Mohon tunggu...
Budi Samangilailai
Budi Samangilailai Mohon Tunggu... Mahasiswa - Mahasiswa

saya Budi Samangilailai mahasiswa ilmu komunikasi Sekolah Tinggi Pembangunan Masyarakat Desa"APMD" Yogyakarta, saya suka berinteraksi dengan orang baru dan lingkungan baru, saya suka membaca buku yang bersifat ilmiah. saat ini saya sedang menyelesaikan tugas akhir jenjang sarjana.

Selanjutnya

Tutup

Politik Pilihan

Ketika Demokrasi Tersandera: Politik Transaksional Sebagai Tantangan Bangsa

3 Desember 2024   01:18 Diperbarui: 3 Desember 2024   01:18 42
+
Laporkan Konten
Laporkan Akun
Kompasiana adalah platform blog. Konten ini menjadi tanggung jawab bloger dan tidak mewakili pandangan redaksi Kompas.
Lihat foto
GAMBAR ILUSTRASI STOP MONEY POLITIC sumber: bisnis.com

         Pelaksanaan pilkada serentak yang telah dilaksanakan pada tanggal 27 November 2024, pada dasarnya merupakan salah satu alternatif sistem pemilihan kepala daerah langsung dengan tujuan untuk menghemat anggaran biaya yang cukup signifikandari anggaran pelaksanaan pilkada selama ini yang dibebankan kepada APBD. Namun dalam pelaksanaan pilkada serentak tahun 2024 ini disinyalir melahirkan berbagai fenomena yang terkait dengan politik transaksional yang muncul dalam proses pilkada.

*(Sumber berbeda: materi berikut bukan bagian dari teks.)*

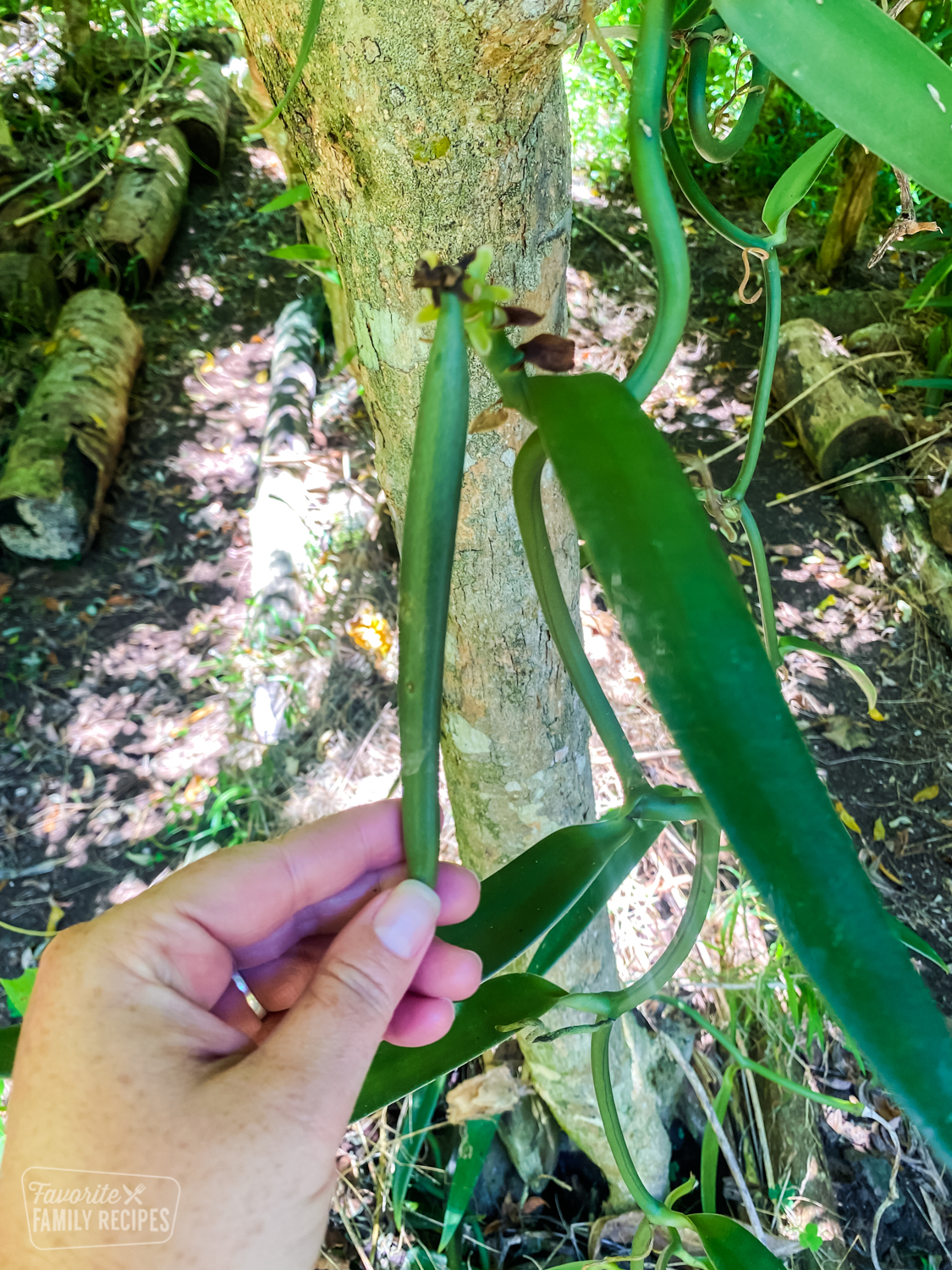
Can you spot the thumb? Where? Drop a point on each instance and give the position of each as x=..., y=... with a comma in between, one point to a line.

          Pelaksanaan pilkada serentak tahun 2024 memunculkan berbagai fenomena yang terkait dengan politik transaksional yaitu barter politik, boneka politik, politik biaya tinggi, dan adanya money politic dalam perilaku memilih. Secara umum politik transaksional mencederai terwujudnya pemilu yang demokratis dan berimplikasi pada proses penyelenggaraan pilkada itu sendiri yang kurang demokratis. Secara khusus, adanya politik transaksional tersebut dapat memunculkan benih-benih ketidakpercayaan pendukung kepada partai politik dan dapat membingungkan pendukungnya atas pilihan politik partainya, memunculkan perilaku pejabat pemerintah yang korup, serta otonomi daerah yang tidak berkorelasi positif terhadap peningkatan kesejahteraan dan kualitas kehidupan rakyat.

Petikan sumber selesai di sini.